Repreceive the urban environment by social media posts

–A possible approach to quantify massive qualitative urban experience


Supervisor: Carole Voulgaris

Abstract

Understanding and reflecting urban dwellers’ happiness, and perception of urban space and life in urban planning has long been a challenge in China. The Chinese government has progressively brought attention to public participation and views, which had previously been ignored. However, government approaches for fostering public engagement remain scarce, while enthusiasm among individuals to express feelings and comments on government planning is lacking. In this context, my research project proposes measuring individual citizens’ emotions and characteristics of the built environment,the proximity to various urban amenities, to explore the relationships between citizens’ sentiments, urban space, and urban activities. This approach can be applied to gather public feelings in the urban planning process through platforms, as a way to quantify the quality of urban life. By establishing a quantitative urban model, the happiness of urban residents(the sentiment of social media post) can become an indicator and standard as a way of bottom-up public participation, guiding planners’ decisions to design a healthy, sustainable and people-centered city.

Introduction

In China, the early stage of urbanization was subject to the national ambition and development, whose aim at boosting the economic production and consumption. As such, hundreds and thousands of cities and towns were built to serve for this purpose that plays an important role in improving the national economy based on the scarification of natural resource and incline of factory production. However, since the decreasing demand for industrial production and the arise of urban awareness of residents happiness, Chinese government increasingly focus on citizen wellbeing, urban governance and the urban environment.

The new urban policies in China shifted the emphasis of urbanization away from economic development and toward human-centric development, improving residents’ wellbeing and building new ecological smart cities. However, the evaluation of residents’ wellbeing and urban planning process remains top-down and entirely conducted by governments and experts. The qualitative surveys and reports could only cover a small proportion of population, and it becomes even harder and time-consuming as the population in cities and towns reached 848 millions.
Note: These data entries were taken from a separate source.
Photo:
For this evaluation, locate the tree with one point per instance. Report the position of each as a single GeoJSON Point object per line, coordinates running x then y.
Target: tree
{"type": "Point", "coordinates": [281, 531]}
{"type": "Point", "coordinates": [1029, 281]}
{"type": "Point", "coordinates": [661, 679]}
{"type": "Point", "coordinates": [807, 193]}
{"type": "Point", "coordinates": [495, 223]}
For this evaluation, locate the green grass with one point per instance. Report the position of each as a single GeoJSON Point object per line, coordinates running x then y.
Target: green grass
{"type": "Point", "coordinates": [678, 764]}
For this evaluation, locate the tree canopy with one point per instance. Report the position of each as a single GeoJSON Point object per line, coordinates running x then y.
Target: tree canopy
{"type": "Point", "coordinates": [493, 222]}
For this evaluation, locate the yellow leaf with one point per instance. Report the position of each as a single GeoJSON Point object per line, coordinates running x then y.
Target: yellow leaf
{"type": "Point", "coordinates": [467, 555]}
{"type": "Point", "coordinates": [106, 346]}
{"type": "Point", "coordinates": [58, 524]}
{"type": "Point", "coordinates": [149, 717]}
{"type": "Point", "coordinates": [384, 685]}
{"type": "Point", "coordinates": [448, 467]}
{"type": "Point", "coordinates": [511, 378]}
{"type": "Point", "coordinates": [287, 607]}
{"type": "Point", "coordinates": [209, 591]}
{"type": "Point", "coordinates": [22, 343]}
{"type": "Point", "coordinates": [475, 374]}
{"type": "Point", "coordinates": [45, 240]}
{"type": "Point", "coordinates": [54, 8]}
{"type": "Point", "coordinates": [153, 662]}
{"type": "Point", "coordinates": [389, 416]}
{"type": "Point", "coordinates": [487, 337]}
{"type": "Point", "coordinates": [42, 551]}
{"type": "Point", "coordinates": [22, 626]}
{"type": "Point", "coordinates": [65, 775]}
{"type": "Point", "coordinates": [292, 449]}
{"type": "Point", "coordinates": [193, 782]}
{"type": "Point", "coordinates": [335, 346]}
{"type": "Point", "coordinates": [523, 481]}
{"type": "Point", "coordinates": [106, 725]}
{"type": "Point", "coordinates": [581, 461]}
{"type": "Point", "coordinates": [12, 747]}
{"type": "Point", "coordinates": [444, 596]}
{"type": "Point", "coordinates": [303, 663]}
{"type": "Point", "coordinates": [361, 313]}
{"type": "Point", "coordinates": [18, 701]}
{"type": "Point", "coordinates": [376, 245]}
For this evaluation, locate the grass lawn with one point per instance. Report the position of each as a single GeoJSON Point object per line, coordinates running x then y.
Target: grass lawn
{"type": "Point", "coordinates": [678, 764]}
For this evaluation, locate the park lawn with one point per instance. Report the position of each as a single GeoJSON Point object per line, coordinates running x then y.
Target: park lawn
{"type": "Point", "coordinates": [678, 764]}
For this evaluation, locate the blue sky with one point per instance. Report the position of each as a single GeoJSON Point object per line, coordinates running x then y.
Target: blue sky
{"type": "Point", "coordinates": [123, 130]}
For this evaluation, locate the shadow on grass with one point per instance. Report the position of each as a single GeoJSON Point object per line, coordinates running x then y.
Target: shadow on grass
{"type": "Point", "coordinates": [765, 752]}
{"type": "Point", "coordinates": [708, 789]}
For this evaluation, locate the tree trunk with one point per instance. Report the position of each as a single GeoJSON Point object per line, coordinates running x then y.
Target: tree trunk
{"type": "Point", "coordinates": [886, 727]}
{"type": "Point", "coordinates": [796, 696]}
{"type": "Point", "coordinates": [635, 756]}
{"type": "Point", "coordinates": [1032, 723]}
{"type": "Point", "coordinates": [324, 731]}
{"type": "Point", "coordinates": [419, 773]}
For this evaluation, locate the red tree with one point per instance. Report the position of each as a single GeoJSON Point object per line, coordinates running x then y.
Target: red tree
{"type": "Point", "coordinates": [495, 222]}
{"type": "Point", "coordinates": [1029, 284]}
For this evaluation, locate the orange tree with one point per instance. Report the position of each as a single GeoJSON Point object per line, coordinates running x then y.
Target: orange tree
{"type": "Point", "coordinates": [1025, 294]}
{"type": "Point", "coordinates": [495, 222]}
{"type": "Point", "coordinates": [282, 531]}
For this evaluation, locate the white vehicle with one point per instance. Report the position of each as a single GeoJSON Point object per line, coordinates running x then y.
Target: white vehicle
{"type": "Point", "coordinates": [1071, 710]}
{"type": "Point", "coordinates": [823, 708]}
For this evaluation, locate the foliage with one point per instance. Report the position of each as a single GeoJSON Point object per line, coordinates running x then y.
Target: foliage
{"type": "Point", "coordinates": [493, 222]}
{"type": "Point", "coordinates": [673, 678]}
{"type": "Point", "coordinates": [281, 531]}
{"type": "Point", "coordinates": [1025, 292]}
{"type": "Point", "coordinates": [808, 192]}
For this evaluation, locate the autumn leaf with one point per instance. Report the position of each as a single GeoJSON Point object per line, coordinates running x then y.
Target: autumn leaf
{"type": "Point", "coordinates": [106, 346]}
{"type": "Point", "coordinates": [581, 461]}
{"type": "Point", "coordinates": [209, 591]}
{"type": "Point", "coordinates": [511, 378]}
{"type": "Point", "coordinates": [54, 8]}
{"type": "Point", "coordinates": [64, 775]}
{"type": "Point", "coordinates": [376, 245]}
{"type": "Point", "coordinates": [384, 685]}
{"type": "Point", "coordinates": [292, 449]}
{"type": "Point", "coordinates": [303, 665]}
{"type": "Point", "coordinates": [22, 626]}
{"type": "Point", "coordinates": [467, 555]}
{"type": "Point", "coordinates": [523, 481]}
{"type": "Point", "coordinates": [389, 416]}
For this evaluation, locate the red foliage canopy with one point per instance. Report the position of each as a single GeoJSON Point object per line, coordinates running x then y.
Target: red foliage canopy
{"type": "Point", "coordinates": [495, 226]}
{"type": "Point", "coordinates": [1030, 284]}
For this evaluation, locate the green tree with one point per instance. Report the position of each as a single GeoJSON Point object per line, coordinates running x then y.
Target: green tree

With the introduction of social media data and machine learning technologies, new methods for studying urban spatial patterns and residents’ life have emerged. In 2017, there were more than 753 million people have access to mobile internet, while 68% of them frequently use social media platform. The AI-based technology such as sentiment analysis could be used to extract individual feelings from text-based information, as a form of public perception of urban space, contributing to bottom-up engagement and people-oriented urban planning.

Literature Review

Wellbeing as a Measure of Health and the Built environment

Scientists have historically measured well-being using objective indicators (e.g., GDP, health, employment, literacy, poverty) and increasing measured subjective well-being that influences individual life. Modern measures of well-being that account for cognitive evaluations (i.e., evaluative well-being) and reactions to experiences (i.e., experienced well-being) have therefore become the “currency of a life that matters” (Rath et al., 2010). As the concept of well-being develops, the indices including physical health, mental health, air quality and more are increasingly used, implying a strong relationship between health and residents’ well-being (Diener et al., 1999; Lawless & Lucas, 2010). Some studies found that population density may affect well-being on the city level (Florida et al., 2013). Mouratidis (2018) argues that compact urban form with better public transport, accessibility, the mix of land uses, and density positively influences neighborhood well-being. Social and human capital, considered significant drivers of urban well-being, can be affected by safety, educational opportunities, and access to arts and culture (Leyden et al., 2011; Florida et al., 2013). Other aspects of urban infrastructure (such as roads and transportation) impact commute time and connectedness, both of which are related to happiness (Yin et al., 2021; Gim, 2021).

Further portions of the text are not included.